Question

The equilibrium equation obtained by summing all forces on x-direction is ________

(a) \(\frac{∂σ_x}{∂x} + \frac{∂τ_{yx}}{∂y} + \frac{∂τ_{zx}}{∂z} +X=0\)

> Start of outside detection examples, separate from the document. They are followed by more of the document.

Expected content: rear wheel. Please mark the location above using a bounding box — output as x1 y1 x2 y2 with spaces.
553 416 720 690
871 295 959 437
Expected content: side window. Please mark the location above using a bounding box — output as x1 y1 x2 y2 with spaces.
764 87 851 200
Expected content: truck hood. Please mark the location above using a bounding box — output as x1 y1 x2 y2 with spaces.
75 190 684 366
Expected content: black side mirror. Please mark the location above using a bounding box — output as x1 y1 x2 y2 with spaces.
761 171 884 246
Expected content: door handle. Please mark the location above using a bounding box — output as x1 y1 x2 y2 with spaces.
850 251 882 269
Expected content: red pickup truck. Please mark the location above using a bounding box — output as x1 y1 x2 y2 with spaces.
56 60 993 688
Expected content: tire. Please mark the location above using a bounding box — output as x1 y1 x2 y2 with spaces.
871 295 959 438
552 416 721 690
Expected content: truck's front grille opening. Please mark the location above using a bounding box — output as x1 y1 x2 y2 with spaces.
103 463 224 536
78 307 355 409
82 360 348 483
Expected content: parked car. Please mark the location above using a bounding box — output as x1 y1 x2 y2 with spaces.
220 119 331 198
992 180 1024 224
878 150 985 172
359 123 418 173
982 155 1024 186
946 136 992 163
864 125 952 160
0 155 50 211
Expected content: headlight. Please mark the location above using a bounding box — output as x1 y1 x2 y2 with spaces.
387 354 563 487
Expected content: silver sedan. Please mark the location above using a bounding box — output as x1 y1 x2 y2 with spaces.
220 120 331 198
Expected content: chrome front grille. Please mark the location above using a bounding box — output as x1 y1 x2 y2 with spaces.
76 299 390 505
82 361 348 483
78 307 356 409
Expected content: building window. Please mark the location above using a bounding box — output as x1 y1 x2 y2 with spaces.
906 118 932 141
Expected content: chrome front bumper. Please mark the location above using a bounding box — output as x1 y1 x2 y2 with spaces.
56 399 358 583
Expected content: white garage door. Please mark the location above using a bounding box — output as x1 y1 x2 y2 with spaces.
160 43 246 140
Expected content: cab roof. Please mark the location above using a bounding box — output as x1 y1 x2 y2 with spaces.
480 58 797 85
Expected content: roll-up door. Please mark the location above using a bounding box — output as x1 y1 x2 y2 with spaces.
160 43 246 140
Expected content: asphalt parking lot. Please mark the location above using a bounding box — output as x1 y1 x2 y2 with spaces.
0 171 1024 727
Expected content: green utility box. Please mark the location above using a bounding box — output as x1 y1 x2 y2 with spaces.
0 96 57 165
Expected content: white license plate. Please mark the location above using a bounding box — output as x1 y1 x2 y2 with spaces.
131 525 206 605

(b) \(\frac{∂τ_{xy}}{∂x} + \frac{∂σ_y}{∂y} +\frac{∂τ_{zy}}{∂z}+Y=0\)

(c) \(\frac{∂τ_{xz}}{∂x} +\frac{∂τ_{yz}}{∂y} +\frac{∂σ_z}{∂z} +Z=0\)

(d) \(\frac{∂σ_x}{∂x}+\frac{∂τ_{yx}}{∂y} +\frac{∂τ_{zx}}{∂z} = 0\)

I had been asked this question during a job interview.

I want to ask this question from Elasticity in section Elements of Elasticity of Geotechnical Engineering I

Answer 1

Correct answer is (a) \(\frac{∂σ_x}{∂x} + \frac{∂τ_{yx}}{∂y} + \frac{∂τ_{zx}}{∂z} +X=0\)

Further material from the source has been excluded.